Ministers are concerned that, despite their huge popularity, areas such as the Peak District and the North York Moors are perceived as the domain of the white middle class. They believe that the countryside's idyllic image, created by poets such as Wordsworth, gives an outmoded idea of Britishness and deters non-white families.

Last week, a report commissioned by the Runnymede Trust added fuel to the race debate by criticising traditional concepts of Britishness and claiming that Britain's "national story" ignored the presence of ethnic minorities.

Now, the Department of Environment, Transport and the Regions has agreed to help fund a three-year project encouraging people from non-white backgrounds to indulge in rural pursuits.

The study, being carried out by the University of Durham, is also backed by the Economic and Social Research Council and the Council for National Parks (CNP). A total of 200 people from ethnic minority communities in Middlesbrough and Sheffield will take part. As part of the research, participants will be taken by minibus to the North York Moors and the Peak District in Derbyshire, where researchers will then record their experiences.

They will also be asked about their perceptions of the countryside, for example whether it is too cold or too rugged, and about problems with access, such as needing a car.

Half the population of England lives within 90 minutes' travelling distance of a national park. The parks were originally intended to address the spiritual needs of the nation after the Second World War, and to help people escape from the pollution of urban areas. However, countryside groups, including the CNP, agree that the needs of ethnic minorities must be addressed.

Professor Ash Amin, who is heading the study, said people would also be asked if the countryside evoked feelings of neighbourhood and belonging which they did not share, and if they felt it was a hostile place where they received racist remarks.

"If it is not for them we have to find out why not, and what is it like for them being there and meeting people who live in the countryside," said Professor Amin. "The perception is that there is some degree of prejudice. There is a certain middle-class community that tends to go out into the countryside. There are lads who clock up a number of peaks and then drink themselves silly. The question is: have we kept up with the times and do we have a multi-ethnic sense of the English countryside?"

His views are shared by Vicki Elcoate, director of the CNP. "Refugees may come from rural areas, and a lot of things which are important about landscapes are important to them," she said. "We need to effect some sort of cultural change within the communities we reach."
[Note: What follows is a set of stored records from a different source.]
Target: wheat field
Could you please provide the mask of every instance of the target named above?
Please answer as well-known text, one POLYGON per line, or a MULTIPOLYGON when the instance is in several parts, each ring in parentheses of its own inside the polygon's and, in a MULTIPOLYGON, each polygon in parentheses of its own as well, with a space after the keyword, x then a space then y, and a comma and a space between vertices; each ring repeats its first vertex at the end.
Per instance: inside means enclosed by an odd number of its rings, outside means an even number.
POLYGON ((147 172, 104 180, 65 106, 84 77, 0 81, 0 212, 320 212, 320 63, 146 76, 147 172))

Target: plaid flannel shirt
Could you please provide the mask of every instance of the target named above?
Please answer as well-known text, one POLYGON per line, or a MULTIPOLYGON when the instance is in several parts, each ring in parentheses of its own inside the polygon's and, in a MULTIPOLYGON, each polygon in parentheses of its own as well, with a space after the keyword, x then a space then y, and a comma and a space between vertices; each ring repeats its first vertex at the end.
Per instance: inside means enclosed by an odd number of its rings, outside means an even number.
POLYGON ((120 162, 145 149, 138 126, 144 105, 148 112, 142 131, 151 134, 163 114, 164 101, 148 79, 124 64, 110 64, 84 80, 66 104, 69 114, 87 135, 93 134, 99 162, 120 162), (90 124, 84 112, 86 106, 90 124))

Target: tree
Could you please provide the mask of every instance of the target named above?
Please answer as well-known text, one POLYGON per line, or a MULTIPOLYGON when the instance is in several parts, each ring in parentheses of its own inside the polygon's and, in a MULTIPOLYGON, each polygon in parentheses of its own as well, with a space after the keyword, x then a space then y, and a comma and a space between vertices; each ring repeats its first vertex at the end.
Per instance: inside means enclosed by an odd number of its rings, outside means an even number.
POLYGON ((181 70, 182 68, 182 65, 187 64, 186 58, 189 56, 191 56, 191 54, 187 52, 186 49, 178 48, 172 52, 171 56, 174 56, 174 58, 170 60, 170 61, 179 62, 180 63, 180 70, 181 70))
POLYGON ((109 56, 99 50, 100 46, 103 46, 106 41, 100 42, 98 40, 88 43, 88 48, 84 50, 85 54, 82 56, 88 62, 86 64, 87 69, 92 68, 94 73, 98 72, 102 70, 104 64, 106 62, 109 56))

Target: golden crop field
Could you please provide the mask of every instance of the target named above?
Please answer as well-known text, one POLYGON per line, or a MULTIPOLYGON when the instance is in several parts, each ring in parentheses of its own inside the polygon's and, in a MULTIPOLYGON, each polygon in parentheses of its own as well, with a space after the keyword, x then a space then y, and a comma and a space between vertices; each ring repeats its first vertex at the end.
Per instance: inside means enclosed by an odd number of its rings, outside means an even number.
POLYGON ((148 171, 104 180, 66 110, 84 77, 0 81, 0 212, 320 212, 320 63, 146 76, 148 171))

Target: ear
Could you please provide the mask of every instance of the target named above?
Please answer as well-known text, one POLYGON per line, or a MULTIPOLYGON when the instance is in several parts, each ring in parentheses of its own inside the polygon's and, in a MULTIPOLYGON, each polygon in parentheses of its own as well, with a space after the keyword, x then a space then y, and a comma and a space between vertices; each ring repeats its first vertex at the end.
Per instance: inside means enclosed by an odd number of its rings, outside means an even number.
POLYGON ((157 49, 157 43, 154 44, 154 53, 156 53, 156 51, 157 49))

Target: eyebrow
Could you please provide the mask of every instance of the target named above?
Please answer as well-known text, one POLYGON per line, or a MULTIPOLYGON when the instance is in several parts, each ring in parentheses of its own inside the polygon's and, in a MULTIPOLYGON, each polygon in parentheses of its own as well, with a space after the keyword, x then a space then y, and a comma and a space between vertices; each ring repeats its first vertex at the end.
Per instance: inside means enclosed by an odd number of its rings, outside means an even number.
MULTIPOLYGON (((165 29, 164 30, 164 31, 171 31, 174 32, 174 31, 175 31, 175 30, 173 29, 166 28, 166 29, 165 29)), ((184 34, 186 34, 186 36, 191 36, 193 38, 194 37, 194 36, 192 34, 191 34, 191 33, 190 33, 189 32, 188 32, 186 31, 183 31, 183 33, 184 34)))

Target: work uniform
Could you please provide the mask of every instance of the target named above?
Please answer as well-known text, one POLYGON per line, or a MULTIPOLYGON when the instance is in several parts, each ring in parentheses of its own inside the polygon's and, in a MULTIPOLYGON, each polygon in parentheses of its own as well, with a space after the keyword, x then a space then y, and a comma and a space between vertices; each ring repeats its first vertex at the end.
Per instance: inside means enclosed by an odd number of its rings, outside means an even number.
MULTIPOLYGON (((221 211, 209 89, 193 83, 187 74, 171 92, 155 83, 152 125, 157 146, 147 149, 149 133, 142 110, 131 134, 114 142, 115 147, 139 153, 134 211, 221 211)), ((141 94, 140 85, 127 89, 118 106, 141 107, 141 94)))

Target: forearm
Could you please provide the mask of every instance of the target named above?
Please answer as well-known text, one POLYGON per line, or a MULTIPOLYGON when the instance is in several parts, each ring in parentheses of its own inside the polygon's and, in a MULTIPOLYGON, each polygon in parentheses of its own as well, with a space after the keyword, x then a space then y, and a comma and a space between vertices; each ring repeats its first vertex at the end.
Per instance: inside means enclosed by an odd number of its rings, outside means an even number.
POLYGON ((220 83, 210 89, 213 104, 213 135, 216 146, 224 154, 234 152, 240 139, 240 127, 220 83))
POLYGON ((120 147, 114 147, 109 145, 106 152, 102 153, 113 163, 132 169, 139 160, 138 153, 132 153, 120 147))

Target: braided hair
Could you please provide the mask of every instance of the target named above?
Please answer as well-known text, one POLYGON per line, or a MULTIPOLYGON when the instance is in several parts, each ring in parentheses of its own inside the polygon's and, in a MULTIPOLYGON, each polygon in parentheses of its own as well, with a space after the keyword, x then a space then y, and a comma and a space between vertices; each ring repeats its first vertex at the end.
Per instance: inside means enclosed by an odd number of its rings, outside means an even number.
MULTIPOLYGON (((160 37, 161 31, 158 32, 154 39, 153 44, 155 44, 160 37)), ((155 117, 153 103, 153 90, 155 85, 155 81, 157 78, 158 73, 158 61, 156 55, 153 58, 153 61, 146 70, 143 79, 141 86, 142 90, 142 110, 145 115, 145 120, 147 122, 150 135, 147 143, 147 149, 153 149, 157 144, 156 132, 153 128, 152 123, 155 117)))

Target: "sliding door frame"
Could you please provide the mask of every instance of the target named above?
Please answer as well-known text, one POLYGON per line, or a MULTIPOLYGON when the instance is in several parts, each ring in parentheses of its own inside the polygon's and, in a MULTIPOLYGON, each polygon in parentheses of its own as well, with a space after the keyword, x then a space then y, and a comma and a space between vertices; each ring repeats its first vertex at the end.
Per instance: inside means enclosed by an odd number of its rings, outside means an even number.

Yesterday, the study was welcomed by the Black Environmental Network, which is carrying out its own research into the issue. "We already know that this is a problem," said a spokeswoman. "As with other equal opportunities there is a strategy in place to make sure it is initiated. We want to make sure that happens."

The Department of Environment Transport and the Regions said the research would help to devise ways of encouraging people to use parks.